Certainly, not every Pixar movie holds the same degree of universal charm as the studio’s debut benchmark, Toy Story. (I confess: I found their number-one blockbuster, Finding Nemo, to be pretty dull stuff.) But you need only look at their competitors in computer animation to understand the mind-boggling scale of Pixar’s achievement. Despite the billions of dollars spent by rival film companies to forge digital magic, their lifeless menagerie of Shreks, penguins, pandas, sharks, bees, and antz don’t even begin to compare in terms of visual artistry or storytelling to the least of Pixar’s offerings. For the most part, those movies are instantly forgettable once you walk out of the theater lobby and into the light of day.
But now we come to Pixar’s latest feature, WALL-E, a piece of speculative fiction with almost no dialogue, a robot romance, and fat people. This might cause some concern: Is Pixar so desperate for challenges that they’ve purposely made things difficult for themselves? But not to worry—WALL-E is Pixar’s finest work to date. Directed by Nemo’s Andrew Stanton, it not only fulfills our usual expectations (amazingly detailed artwork, visually arresting animation, lovable characters, an original story with resonant themes, etc., etc.), but it also ventures into new territory for Pixar: social commentary. And it works, albeit with a real-world irony.

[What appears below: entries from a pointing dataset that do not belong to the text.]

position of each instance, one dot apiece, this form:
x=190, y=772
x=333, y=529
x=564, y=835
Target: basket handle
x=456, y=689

WALL-E begins with a literal overview of our nightmare future: A barren Earth void of life, its cities crumbling into ruin. Something really bad must have happened here a long time ago, though it’s not immediately clear what it may have been. Nuclear war? Armageddon? As the camera swoops into an urban landscape of teetering skyscrapers, we can detect one bit of movement: a scurrying WALL-E (Waste Allocation Load Lifter Earth-Class), the world’s last functioning robot. It appears to be scooping up refuse and ejecting it as compacted cubes. But then we see what it’s been doing with those cubes: building towers of trash. Lots of them. Most of the decrepit structures we assumed to be abandoned skyscrapers are actually great pillars of garbage. Our fate suddenly becomes clear: Our world was consumed by our consumption.
As far as cartoons go, that’s a chilling way to start a G-rated family movie. Fortunately, WALL-E itself is a character of great humor; watching its daily routine amid the ruins of planet Earth is not unlike seeing a silent-film comedian hitting all his marks. While WALL-E’s antics are certainly funny, they’re also telling a story that you must puzzle out along the way. We learn that over the centuries, this lone robot has developed its own personality, as well as a curiosity about the humans who left it behind. In particular, WALL-E seems fascinated with the concept of love, replaying scenes from Hello Dolly! on what must be the last operating VCR in the universe.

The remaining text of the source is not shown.